Dominique Alexandre Godron (/fr/; 25 March 1807 - 16 August 1880) was a French medical doctor, botanist, geologist and speleologist born in the town of Hayange, in the département Moselle.

Godron studied medicine at the University of Strasbourg, and during his career distinguished himself in natural sciences as well as in the field of medicine. In 1854 he became dean and professor of natural history to the Faculty of Sciences at Nancy. Here he established a natural history museum and reorganized its botanical garden (now the Jardin Dominique Alexandre Godron, renamed in his honor).
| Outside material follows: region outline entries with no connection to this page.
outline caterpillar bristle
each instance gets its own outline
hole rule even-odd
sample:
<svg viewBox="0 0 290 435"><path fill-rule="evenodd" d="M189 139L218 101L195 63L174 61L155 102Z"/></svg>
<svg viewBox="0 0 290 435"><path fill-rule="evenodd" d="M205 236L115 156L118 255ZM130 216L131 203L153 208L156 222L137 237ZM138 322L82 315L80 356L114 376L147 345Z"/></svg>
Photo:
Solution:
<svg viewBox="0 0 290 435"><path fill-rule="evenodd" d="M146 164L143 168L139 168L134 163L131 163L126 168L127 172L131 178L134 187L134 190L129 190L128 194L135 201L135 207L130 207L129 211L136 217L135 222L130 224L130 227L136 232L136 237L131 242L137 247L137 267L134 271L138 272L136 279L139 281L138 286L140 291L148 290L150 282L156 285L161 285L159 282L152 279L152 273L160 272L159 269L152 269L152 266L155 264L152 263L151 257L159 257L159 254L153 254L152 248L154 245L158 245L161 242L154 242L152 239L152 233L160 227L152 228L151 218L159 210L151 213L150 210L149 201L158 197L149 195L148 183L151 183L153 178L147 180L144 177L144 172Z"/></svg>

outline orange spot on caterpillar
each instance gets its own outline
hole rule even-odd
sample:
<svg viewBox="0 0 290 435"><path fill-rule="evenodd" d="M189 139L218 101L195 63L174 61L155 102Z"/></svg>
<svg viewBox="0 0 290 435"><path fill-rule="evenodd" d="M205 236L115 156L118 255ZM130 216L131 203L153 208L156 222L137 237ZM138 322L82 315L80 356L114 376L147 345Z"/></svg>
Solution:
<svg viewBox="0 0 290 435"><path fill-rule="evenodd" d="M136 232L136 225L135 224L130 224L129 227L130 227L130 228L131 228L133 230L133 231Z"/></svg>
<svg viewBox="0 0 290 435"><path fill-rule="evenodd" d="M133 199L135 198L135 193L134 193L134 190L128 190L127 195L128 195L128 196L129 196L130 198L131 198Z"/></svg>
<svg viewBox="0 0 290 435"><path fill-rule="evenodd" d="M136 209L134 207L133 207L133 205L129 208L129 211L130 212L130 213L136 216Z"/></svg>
Among his numerous writings were a publication on the flora of the Lorraine region of France called "Flore de Lorraine" (1843), and the three-volume "Flore de France", a work on flora native to France and Corsica that was co-written with botanist Jean Charles Marie Grenier (1808-1875). In addition to his botanical works, he published a number of studies in the field of ethnology. Godron issued at least two exsiccata-like series distributing duplicate plant specimens, namely Herbier normal de la flora de Lorraine and Plantae Galliae australis.

Before Mendel, he discovered the main features of hybridation. In "de l'Espece et des races dans les êtres organises" he also demonstrated that hybridization in the vegetal world was, against the dominant thinking at the time, similar to hybridization in the animal world. He finally demonstrated the unity of mankind in his book dedicated to our species.

In 1846, he was honoured by botanists Jean Baptiste Mougeot and Joseph Henri Léveillé who named Godronia, which is a genus of fungi in the family Helotiaceae. Then in 1927, William Webster Diehl and Edith Katherine Cash published Godroniopsis, which is also a genus of fungi in the family Helotiaceae.